Marx may have said that the proletarian has no country; it is well known that the proletarians have never shared this point of view. The lower social classes are especially susceptible to nationalism, chauvinism, and imperialistic policies. One serious split in the civil-rights movement into “black” and “white” came as a result of the war question: the white students coming from good middle-class homes at once joined the opposition, in contrast to Negroes, whose leaders were very slow in making up their minds to demonstrate against the war in Vietnam. This was true even of Martin Luther King. The fact that the army gives the lower social classes certain opportunities for education and vocational training naturally also plays a role.

I would further argue that US imperialism and militarism have now become so decadent that they serve the interests of no one except a highly privileged transnational capitalist class.

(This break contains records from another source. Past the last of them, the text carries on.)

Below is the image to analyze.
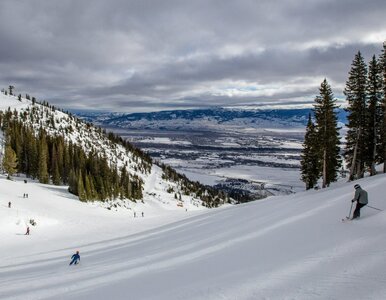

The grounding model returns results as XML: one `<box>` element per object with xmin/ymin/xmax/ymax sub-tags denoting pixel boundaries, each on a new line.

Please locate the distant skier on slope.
<box><xmin>25</xmin><ymin>226</ymin><xmax>30</xmax><ymax>235</ymax></box>
<box><xmin>69</xmin><ymin>251</ymin><xmax>80</xmax><ymax>265</ymax></box>
<box><xmin>351</xmin><ymin>184</ymin><xmax>368</xmax><ymax>219</ymax></box>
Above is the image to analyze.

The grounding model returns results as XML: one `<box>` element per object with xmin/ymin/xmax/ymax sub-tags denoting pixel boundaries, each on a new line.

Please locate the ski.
<box><xmin>342</xmin><ymin>217</ymin><xmax>359</xmax><ymax>222</ymax></box>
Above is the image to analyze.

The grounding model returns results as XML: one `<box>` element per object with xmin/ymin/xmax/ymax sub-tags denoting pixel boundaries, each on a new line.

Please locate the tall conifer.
<box><xmin>77</xmin><ymin>170</ymin><xmax>87</xmax><ymax>201</ymax></box>
<box><xmin>3</xmin><ymin>145</ymin><xmax>18</xmax><ymax>179</ymax></box>
<box><xmin>51</xmin><ymin>144</ymin><xmax>61</xmax><ymax>185</ymax></box>
<box><xmin>366</xmin><ymin>55</ymin><xmax>383</xmax><ymax>175</ymax></box>
<box><xmin>344</xmin><ymin>51</ymin><xmax>368</xmax><ymax>180</ymax></box>
<box><xmin>300</xmin><ymin>114</ymin><xmax>320</xmax><ymax>189</ymax></box>
<box><xmin>314</xmin><ymin>79</ymin><xmax>341</xmax><ymax>187</ymax></box>
<box><xmin>382</xmin><ymin>41</ymin><xmax>386</xmax><ymax>172</ymax></box>
<box><xmin>38</xmin><ymin>132</ymin><xmax>49</xmax><ymax>184</ymax></box>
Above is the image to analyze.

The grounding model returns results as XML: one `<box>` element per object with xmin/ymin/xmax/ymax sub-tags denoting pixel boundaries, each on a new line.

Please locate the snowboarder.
<box><xmin>8</xmin><ymin>201</ymin><xmax>11</xmax><ymax>208</ymax></box>
<box><xmin>141</xmin><ymin>212</ymin><xmax>144</xmax><ymax>217</ymax></box>
<box><xmin>69</xmin><ymin>251</ymin><xmax>80</xmax><ymax>265</ymax></box>
<box><xmin>351</xmin><ymin>184</ymin><xmax>368</xmax><ymax>219</ymax></box>
<box><xmin>25</xmin><ymin>226</ymin><xmax>30</xmax><ymax>235</ymax></box>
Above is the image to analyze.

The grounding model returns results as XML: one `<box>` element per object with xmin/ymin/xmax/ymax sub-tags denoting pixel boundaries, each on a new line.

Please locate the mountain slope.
<box><xmin>1</xmin><ymin>172</ymin><xmax>385</xmax><ymax>299</ymax></box>
<box><xmin>0</xmin><ymin>91</ymin><xmax>225</xmax><ymax>208</ymax></box>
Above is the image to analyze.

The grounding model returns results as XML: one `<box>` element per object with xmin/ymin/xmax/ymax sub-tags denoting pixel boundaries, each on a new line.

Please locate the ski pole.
<box><xmin>366</xmin><ymin>205</ymin><xmax>383</xmax><ymax>211</ymax></box>
<box><xmin>347</xmin><ymin>201</ymin><xmax>354</xmax><ymax>219</ymax></box>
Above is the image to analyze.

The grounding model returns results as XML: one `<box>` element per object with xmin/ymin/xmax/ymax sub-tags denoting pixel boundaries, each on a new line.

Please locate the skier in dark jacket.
<box><xmin>352</xmin><ymin>184</ymin><xmax>368</xmax><ymax>219</ymax></box>
<box><xmin>69</xmin><ymin>251</ymin><xmax>80</xmax><ymax>265</ymax></box>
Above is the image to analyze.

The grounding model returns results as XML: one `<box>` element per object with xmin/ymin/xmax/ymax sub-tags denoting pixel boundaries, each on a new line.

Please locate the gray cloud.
<box><xmin>0</xmin><ymin>0</ymin><xmax>385</xmax><ymax>112</ymax></box>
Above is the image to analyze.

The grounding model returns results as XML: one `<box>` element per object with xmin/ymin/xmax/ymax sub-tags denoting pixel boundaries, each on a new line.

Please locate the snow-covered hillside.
<box><xmin>1</xmin><ymin>171</ymin><xmax>386</xmax><ymax>299</ymax></box>
<box><xmin>0</xmin><ymin>92</ymin><xmax>222</xmax><ymax>208</ymax></box>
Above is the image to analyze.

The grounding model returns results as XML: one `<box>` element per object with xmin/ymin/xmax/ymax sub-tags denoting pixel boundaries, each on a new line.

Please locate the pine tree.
<box><xmin>77</xmin><ymin>170</ymin><xmax>87</xmax><ymax>201</ymax></box>
<box><xmin>365</xmin><ymin>55</ymin><xmax>383</xmax><ymax>175</ymax></box>
<box><xmin>382</xmin><ymin>41</ymin><xmax>386</xmax><ymax>173</ymax></box>
<box><xmin>301</xmin><ymin>114</ymin><xmax>320</xmax><ymax>189</ymax></box>
<box><xmin>20</xmin><ymin>126</ymin><xmax>30</xmax><ymax>175</ymax></box>
<box><xmin>314</xmin><ymin>79</ymin><xmax>342</xmax><ymax>187</ymax></box>
<box><xmin>29</xmin><ymin>134</ymin><xmax>39</xmax><ymax>179</ymax></box>
<box><xmin>38</xmin><ymin>132</ymin><xmax>49</xmax><ymax>184</ymax></box>
<box><xmin>51</xmin><ymin>143</ymin><xmax>61</xmax><ymax>185</ymax></box>
<box><xmin>56</xmin><ymin>138</ymin><xmax>64</xmax><ymax>183</ymax></box>
<box><xmin>3</xmin><ymin>145</ymin><xmax>18</xmax><ymax>179</ymax></box>
<box><xmin>63</xmin><ymin>142</ymin><xmax>73</xmax><ymax>183</ymax></box>
<box><xmin>68</xmin><ymin>169</ymin><xmax>78</xmax><ymax>195</ymax></box>
<box><xmin>344</xmin><ymin>51</ymin><xmax>368</xmax><ymax>180</ymax></box>
<box><xmin>84</xmin><ymin>173</ymin><xmax>93</xmax><ymax>200</ymax></box>
<box><xmin>87</xmin><ymin>173</ymin><xmax>98</xmax><ymax>200</ymax></box>
<box><xmin>111</xmin><ymin>166</ymin><xmax>120</xmax><ymax>199</ymax></box>
<box><xmin>120</xmin><ymin>166</ymin><xmax>129</xmax><ymax>199</ymax></box>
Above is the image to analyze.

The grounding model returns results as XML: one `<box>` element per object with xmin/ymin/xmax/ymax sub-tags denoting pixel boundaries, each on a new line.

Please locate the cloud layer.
<box><xmin>0</xmin><ymin>0</ymin><xmax>385</xmax><ymax>112</ymax></box>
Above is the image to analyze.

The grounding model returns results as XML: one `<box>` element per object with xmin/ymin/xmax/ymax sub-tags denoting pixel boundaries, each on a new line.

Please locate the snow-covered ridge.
<box><xmin>0</xmin><ymin>92</ymin><xmax>145</xmax><ymax>174</ymax></box>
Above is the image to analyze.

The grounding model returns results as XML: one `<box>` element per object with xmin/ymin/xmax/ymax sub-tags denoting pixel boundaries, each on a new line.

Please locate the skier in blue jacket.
<box><xmin>69</xmin><ymin>251</ymin><xmax>80</xmax><ymax>265</ymax></box>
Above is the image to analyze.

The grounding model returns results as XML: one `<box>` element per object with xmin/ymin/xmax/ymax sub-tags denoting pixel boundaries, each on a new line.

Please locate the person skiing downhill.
<box><xmin>69</xmin><ymin>251</ymin><xmax>80</xmax><ymax>265</ymax></box>
<box><xmin>351</xmin><ymin>184</ymin><xmax>368</xmax><ymax>219</ymax></box>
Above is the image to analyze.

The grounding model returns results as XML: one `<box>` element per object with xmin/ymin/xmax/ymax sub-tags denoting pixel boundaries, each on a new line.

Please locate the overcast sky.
<box><xmin>0</xmin><ymin>0</ymin><xmax>385</xmax><ymax>112</ymax></box>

What keeps imperialism and militarism propped up, however, are their past glories. The popularity and appeal of US imperialism and militarism amongst those who have to work for a living is due, at least in part, to their usefulness in the WWII and post WWII eras in achieving greater racial and class equality.

Glenn Stehle
Santiago de Querétaro, Querétaro
México

Carlos Villarreal said...

I'm not sure I would agree with much of this comment from Glenn Stehle, and certainly not the central thesis.

It is true that, as a military superpower, the U.S. requires lots of soldiers and personnel; and often the jobs are not so desirable. So the military has been more open to recruiting, hiring, and drafting people of color, at times, than the private sector. That has had an effect on opportunities available to people of color, and also an impact on a culture of racism. But that is a minor point that shouldn't reflect on militarism or imperialism and the enormous costs to people of color around the world and in the U.S.

It was people of color who were killed by the thousands in Veitnam and people of color who were disproportionally put on the front lines by the U.S. It is people of color who continue to be targeted by the U.S. military today with enticements of college tuition and job training (that are often over stated). And it is mostly people of color being killed by the U.S. around the world. So the fact that some more opportunity was afforded to blacks, Latinos and other people of color by the military when many private companies may have resisted, is worth noting, but not really significant to the fact that U.S. imperialism is condemnable.